We welcome contributions! If you’ve evaluated your method on FiVE-Bench, please share your results so we can include them in the leaderboard. You can submit via a GitHub Issue or Pull Request following the leaderboard format.

📩 For large files or additional details, feel free to contact us directly.

📚 Table of Contents

FiVE-Bench Overview
Running Your Model on FiVE-Bench
Evaluate Editing Results
- Conventional Metrics
- FiVE-Acc: VLM-Based Metric
Citation
Acknowledgement

📦 FiVE-Bench Overview

The FiVE-Bench dataset offers a rich, structured benchmark for fine-grained video editing. The dataset includes 420 high-quality source-target prompt pairs spanning six fine-grained video editing tasks:

Object Replacement (Rigid)
Object Replacement (Non-Rigid)
Color Alteration
Material Modification
Object Addition
Object Removal

Running Your Model on FiVE-Bench

⬇️ Step 1: Download the Dataset and Set Up Evaluation Code

Download the dataset from Hugging Face: 🔗 FiVE-Bench on Hugging Face
Follow the instructions in Installation Guide to download the dataset and install the evaluation code (FiVE_Bench).

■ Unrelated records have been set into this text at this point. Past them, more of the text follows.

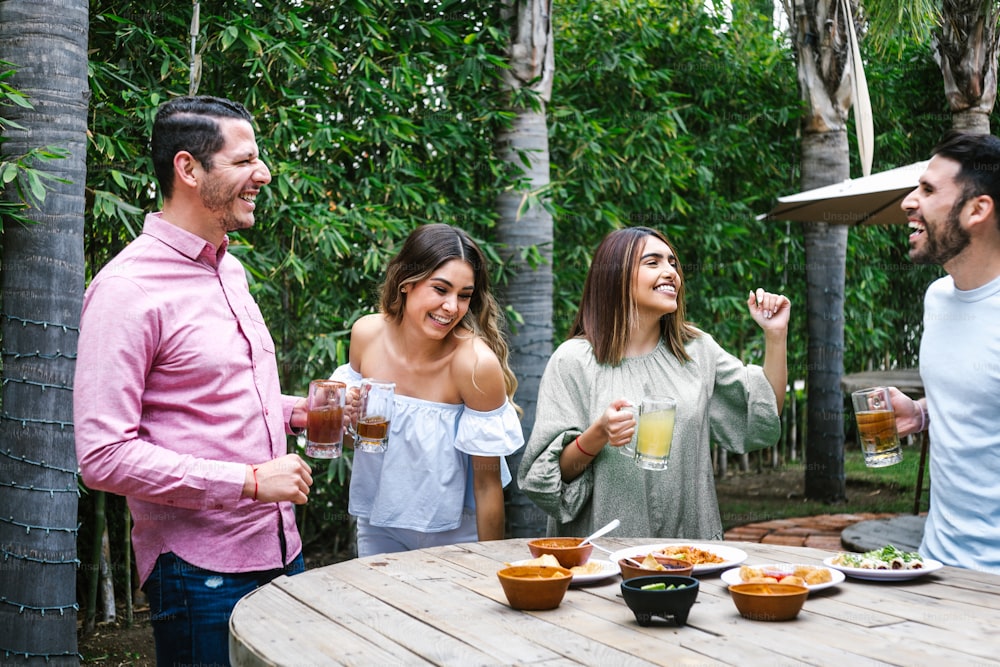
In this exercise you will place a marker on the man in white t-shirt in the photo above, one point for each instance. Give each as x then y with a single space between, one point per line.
955 216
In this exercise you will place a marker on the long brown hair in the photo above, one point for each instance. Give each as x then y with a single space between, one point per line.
425 249
607 307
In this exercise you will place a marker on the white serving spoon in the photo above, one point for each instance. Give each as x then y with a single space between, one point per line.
601 531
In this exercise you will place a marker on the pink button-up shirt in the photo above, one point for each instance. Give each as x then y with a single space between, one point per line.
176 391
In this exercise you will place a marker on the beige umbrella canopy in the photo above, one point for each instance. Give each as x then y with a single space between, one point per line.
869 200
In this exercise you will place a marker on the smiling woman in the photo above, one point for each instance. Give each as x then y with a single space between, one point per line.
438 337
631 339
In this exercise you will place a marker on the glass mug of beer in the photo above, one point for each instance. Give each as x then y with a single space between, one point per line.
325 419
376 404
655 432
877 427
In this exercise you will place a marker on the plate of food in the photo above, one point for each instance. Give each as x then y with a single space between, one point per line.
706 558
887 563
591 571
813 577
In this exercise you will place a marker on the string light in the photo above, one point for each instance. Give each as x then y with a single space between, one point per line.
22 607
41 464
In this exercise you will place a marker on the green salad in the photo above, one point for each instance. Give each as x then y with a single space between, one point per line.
886 558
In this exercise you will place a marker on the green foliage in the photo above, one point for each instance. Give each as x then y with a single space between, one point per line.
20 173
376 116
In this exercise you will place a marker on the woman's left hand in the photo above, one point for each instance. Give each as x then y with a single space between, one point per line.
770 311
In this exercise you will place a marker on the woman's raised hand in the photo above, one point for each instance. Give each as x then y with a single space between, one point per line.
770 311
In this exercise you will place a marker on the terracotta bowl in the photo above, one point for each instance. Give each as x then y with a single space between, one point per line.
665 602
567 550
674 566
768 602
534 587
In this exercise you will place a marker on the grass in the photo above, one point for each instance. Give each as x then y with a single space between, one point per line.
770 494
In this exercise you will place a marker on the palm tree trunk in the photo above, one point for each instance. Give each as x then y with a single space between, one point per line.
42 290
525 226
967 46
825 69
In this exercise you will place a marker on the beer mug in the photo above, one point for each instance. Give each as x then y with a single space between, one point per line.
376 404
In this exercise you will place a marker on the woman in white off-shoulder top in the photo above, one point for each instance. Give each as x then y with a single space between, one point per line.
441 478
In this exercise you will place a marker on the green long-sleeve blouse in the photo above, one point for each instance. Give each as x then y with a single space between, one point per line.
719 400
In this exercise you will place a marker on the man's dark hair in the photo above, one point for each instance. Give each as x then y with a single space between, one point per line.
979 157
189 124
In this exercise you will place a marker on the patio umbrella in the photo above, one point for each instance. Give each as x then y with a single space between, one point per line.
870 200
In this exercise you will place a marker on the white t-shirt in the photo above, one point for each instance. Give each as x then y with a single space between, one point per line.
960 368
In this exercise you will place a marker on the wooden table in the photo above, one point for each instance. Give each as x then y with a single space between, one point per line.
444 606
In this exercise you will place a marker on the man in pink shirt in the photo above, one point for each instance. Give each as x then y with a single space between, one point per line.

Place the downloaded dataset in the directory: ./FiVE_Bench/data. The data structure should looks like:

📁 /path/to/code/FiVE_Bench/data
├── 📁 assets/
├── 📁 edit_prompt/
│   ├── 📄 edit1_FiVE.json
│   ├── 📄 edit2_FiVE.json
│   ├── 📄 edit3_FiVE.json
│   ├── 📄 edit4_FiVE.json
│   ├── 📄 edit5_FiVE.json
│   └── 📄 edit6_FiVE.json
├── 📄 README.md
├── 📦 bmasks.zip 
├── 📁 bmasks 
│   ├── 📁 0001_bus
│       ├── 🖼️ 00001.jpg
│       ├── 🖼️ 00002.jpg
│       ├── 🖼️ ...
│   ├── 📁 ...
├── 📦 images.zip 
├── 📁 images
│   ├── 📁 0001_bus
│       ├── 🖼️ 00001.jpg
│       ├── 🖼️ 00002.jpg
│       ├── 🖼️ ...
│   ├── 📁 ...
├── 📦 videos.zip 
├── 📁 videos
│   ├── 🎞️ 0001_bus.mp4
│   ├── 🎞️ 0002_girl-dog.mp4
│   ├── 🎞️ ...

🛠️ Step 2: Apply Your Video Editing Method

Use your video editing method to edit the FiVE-Bench videos based on the provided text prompts and generate the corresponding edited results.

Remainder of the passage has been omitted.